While some professions took to social media like a duck to water -- journalists immediately recognized Twitter as their forever home -- physicians were understandably reluctant to jump on board, given all the liability and privacy issues. Seeing an unfulfilled need, in 2011 Doximity launched a professional social network for physicians that allows them to communicate with each other in full compliance with HIPAA rules. Among other things, Doximity members can tap the expertise of other docs to learn more about conditions and treatments as well as job opportunities, conferences, and the like.
The network is clearly serious about security: while Doximity pre-populates its national directory with practice information from the National Provider Identifier, Medicare, and other HHS databases, all physicians who want to access their profiles are subject to a three-stage identity verification. Once on board, they can search Doximity members by clinical interests, hospital affiliations, specialties, languages spoken, insurance accepted, and PubMed citations.

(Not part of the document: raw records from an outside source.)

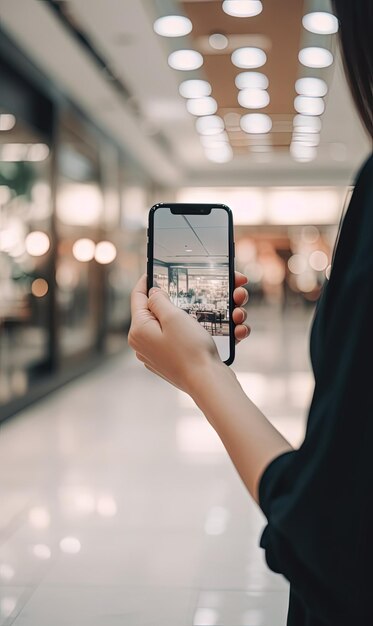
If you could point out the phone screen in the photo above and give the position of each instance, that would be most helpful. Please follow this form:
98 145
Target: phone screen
191 263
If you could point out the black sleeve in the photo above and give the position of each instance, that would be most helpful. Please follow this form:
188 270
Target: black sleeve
318 499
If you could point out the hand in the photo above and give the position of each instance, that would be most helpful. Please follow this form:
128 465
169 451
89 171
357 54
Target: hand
169 342
240 297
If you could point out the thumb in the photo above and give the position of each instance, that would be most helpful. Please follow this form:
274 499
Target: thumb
160 304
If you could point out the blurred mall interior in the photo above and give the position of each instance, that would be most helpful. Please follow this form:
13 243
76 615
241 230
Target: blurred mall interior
118 502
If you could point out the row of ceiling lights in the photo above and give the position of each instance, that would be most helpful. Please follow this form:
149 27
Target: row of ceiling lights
252 86
309 103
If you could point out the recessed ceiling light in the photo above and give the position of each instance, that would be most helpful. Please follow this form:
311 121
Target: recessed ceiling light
302 153
172 26
320 22
251 80
218 41
309 106
315 57
185 60
210 125
7 121
221 154
202 106
248 58
242 8
195 88
306 123
256 123
313 87
253 98
306 139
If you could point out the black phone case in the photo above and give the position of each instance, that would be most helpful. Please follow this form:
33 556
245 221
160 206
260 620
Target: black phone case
193 209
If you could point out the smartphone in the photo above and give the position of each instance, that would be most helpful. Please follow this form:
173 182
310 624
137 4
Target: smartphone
191 256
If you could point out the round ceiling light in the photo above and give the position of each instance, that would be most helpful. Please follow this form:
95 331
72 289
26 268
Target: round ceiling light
210 125
242 8
253 98
195 88
256 123
312 87
306 139
249 57
315 57
309 106
307 124
320 22
172 26
185 60
218 41
251 80
202 106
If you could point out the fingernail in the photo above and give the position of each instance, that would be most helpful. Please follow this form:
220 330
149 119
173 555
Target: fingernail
153 290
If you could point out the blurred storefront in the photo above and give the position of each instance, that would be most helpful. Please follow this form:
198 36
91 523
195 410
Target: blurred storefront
69 250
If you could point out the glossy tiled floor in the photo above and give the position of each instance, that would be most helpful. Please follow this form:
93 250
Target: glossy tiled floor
119 505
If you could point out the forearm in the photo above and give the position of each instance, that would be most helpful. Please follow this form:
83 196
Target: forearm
249 438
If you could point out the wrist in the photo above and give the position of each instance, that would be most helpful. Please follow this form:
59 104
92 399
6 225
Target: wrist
209 378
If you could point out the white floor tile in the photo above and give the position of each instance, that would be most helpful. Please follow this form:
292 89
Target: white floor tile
119 504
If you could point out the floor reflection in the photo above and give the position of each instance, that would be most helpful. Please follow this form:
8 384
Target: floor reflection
119 504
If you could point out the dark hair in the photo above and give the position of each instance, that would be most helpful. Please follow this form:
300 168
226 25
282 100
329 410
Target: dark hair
356 36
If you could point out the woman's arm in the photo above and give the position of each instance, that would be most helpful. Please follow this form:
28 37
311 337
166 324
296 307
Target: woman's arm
176 347
249 438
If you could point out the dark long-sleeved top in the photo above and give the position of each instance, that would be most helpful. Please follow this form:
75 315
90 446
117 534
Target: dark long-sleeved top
318 499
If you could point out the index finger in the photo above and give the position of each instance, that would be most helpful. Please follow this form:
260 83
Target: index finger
139 295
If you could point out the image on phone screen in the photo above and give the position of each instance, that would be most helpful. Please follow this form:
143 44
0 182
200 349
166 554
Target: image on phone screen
191 263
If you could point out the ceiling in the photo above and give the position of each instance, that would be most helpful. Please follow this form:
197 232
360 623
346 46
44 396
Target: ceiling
192 238
152 123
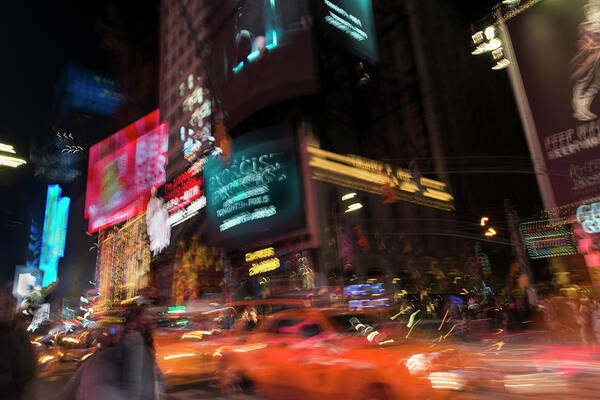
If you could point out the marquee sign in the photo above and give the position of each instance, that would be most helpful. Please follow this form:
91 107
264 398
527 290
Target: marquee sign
544 239
258 193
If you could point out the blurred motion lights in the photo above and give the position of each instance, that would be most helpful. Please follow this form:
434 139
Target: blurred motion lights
353 207
7 148
588 216
490 232
54 233
500 59
264 266
348 196
9 161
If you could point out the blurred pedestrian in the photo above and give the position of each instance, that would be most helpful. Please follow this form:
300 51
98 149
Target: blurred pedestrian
17 357
100 376
141 378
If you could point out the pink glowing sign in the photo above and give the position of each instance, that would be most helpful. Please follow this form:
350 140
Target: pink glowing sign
123 169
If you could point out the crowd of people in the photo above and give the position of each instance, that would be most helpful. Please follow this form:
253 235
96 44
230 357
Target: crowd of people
123 366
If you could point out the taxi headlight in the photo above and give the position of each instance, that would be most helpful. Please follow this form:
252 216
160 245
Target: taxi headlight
450 380
420 363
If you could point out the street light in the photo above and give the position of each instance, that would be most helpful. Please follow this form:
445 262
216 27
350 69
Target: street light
353 207
348 196
10 161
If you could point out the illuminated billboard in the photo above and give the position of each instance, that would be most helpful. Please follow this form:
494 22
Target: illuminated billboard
555 48
258 193
54 234
351 23
262 49
542 239
83 89
123 169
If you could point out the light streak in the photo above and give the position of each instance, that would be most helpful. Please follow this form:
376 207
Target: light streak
45 359
449 332
411 319
264 266
11 161
348 196
353 207
372 335
7 148
251 347
490 232
179 355
443 320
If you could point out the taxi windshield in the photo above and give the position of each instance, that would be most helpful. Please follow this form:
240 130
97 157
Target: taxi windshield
356 324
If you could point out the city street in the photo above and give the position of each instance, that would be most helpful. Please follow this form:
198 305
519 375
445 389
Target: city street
580 380
300 199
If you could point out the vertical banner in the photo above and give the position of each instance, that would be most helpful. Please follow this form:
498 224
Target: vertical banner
557 51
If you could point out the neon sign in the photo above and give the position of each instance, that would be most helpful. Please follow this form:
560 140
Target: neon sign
364 289
184 197
542 239
588 216
264 266
260 254
258 193
8 160
54 233
122 169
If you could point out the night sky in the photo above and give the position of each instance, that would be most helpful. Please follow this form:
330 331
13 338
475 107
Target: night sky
38 39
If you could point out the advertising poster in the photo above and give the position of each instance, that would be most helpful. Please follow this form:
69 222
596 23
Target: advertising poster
350 23
262 49
122 170
557 48
257 194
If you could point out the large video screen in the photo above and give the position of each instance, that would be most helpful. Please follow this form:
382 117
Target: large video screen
262 53
122 170
257 194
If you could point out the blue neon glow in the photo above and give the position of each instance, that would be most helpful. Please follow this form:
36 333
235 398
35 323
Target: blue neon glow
369 303
364 289
252 56
237 68
54 234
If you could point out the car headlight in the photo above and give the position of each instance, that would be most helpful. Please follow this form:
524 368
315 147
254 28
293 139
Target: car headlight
420 363
449 380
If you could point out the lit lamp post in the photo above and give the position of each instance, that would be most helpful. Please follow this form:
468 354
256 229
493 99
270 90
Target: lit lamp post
351 204
9 161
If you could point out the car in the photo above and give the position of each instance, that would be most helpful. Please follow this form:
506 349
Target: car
316 353
188 345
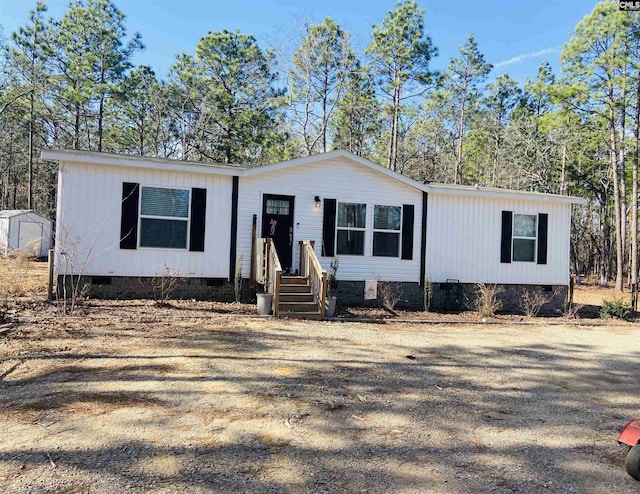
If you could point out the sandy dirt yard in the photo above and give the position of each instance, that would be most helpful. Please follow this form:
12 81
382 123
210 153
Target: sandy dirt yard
124 396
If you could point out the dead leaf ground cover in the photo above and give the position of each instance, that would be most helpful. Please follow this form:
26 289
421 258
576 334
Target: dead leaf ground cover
195 398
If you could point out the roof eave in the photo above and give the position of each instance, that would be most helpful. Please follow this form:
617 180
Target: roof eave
109 159
506 194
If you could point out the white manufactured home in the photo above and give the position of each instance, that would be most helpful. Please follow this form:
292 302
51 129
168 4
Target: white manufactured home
122 219
24 230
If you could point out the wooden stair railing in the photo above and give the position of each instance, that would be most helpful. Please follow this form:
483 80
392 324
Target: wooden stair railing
268 270
311 269
302 296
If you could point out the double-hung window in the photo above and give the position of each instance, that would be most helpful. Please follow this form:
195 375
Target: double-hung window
525 227
386 230
164 217
352 218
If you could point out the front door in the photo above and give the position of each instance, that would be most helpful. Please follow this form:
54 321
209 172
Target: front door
277 223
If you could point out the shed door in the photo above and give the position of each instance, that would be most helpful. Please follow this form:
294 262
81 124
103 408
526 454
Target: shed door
30 237
277 223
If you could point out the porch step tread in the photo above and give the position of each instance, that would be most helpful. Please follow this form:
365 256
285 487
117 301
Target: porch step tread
298 306
295 289
296 297
301 315
293 280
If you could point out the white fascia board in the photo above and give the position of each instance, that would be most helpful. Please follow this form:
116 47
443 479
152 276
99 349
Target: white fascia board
316 158
520 195
109 159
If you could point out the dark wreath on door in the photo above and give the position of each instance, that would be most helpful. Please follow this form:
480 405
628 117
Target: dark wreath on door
277 224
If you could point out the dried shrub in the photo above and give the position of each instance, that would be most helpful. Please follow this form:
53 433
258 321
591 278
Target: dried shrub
164 284
389 293
486 302
14 276
532 300
616 309
571 310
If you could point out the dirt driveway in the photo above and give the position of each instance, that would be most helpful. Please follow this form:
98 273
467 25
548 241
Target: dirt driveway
189 400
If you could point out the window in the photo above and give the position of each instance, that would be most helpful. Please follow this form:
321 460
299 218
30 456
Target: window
164 217
352 219
386 230
524 237
276 206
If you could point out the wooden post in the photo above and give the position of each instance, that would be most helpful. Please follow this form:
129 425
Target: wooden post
276 294
301 243
323 294
50 285
252 267
267 265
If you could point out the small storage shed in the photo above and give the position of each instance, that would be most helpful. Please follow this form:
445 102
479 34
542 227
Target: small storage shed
24 230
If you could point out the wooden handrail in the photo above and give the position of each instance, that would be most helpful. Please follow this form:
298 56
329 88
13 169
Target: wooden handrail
268 269
311 268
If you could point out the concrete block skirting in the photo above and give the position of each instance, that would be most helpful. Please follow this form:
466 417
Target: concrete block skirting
444 296
452 296
133 287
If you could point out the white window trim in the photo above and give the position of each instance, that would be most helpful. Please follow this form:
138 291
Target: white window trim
519 237
154 217
377 230
338 228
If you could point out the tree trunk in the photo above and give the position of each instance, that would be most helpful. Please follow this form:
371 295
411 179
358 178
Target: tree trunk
76 128
31 131
613 156
458 174
634 198
563 174
392 163
623 175
101 111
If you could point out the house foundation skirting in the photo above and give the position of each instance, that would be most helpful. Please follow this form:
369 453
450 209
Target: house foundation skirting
445 296
134 287
452 296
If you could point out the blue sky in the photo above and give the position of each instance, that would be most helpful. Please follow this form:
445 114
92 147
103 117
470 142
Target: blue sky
514 35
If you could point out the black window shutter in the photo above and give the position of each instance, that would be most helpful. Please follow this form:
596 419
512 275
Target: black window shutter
543 222
507 233
329 228
407 231
129 216
198 219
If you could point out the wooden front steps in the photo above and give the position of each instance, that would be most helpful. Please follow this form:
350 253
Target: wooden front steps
296 299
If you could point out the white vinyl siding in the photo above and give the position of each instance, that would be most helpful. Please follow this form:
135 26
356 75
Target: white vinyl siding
345 181
95 237
464 235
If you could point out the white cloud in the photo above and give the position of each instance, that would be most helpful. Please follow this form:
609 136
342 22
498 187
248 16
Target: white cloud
526 56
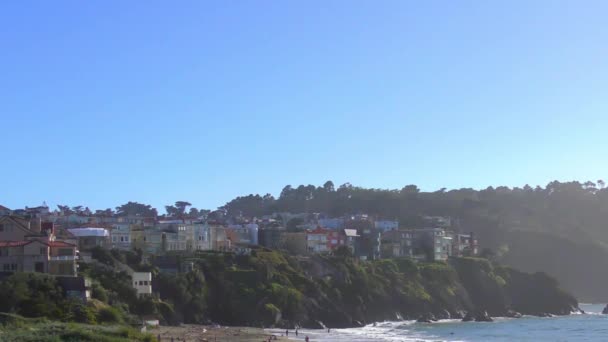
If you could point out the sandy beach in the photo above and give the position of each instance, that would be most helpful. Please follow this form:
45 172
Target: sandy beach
201 333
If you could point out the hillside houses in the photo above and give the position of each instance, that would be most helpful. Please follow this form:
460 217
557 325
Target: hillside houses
366 237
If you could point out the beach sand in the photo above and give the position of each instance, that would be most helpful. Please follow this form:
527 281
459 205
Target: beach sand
201 333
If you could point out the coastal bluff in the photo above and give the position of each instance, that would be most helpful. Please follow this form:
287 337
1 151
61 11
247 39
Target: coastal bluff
272 289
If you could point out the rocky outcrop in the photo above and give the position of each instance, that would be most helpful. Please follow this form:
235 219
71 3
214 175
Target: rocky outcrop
343 292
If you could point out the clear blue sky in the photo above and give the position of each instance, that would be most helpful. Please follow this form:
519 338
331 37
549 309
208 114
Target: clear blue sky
102 102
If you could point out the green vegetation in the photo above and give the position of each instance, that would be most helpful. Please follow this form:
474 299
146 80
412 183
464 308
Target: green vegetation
270 288
528 227
14 328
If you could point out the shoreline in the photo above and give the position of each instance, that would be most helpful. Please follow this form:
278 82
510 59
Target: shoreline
205 333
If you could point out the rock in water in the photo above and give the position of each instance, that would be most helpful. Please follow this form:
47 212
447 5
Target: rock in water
483 317
426 318
513 314
468 317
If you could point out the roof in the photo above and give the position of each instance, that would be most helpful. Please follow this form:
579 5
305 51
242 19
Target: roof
60 244
350 232
27 242
14 243
78 232
318 230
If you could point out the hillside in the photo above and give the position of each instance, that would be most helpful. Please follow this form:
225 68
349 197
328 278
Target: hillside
269 288
559 229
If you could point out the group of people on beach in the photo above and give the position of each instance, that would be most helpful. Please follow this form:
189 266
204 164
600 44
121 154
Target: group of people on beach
307 339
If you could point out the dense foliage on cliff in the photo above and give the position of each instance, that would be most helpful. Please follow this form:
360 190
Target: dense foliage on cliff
271 288
529 227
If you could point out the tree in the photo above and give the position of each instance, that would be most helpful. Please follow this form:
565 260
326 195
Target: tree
292 224
136 209
329 186
177 210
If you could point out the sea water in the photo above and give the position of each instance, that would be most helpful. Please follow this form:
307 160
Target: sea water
592 326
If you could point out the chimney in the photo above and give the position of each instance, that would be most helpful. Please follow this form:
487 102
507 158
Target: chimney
35 224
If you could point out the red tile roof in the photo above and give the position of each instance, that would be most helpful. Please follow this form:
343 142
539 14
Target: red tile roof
60 244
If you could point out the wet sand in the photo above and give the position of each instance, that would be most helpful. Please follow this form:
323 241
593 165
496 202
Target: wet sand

Now Doximity claims to have reached a significant milestone with 250,000 members, or roughly 35% of all doctors in the U.S. (that’s up from 30,000 users towards the end of 2011) and members are sending 10,000 messages to other members every day. In an interview with VentureBeat, Doximity CEO Jeff Tangney said: “This essentially means Doximity will get doctors the answers they want faster, and more reliably, than a simple Google search. Doctors can ask a critical mass of their peers any number of questions ranging from drug interactions to specialist advice, and it points to the demand and hunger for specialized, vertical social networks that meet an unmet need.”
According to VentureBeat, Doximity also rolled out a number of new features in 2013, including a recruiting tool called Talent Finder, an API for easier authentication, a “digital fax line” (docs are still big on faxes), and a continuing medical education platform.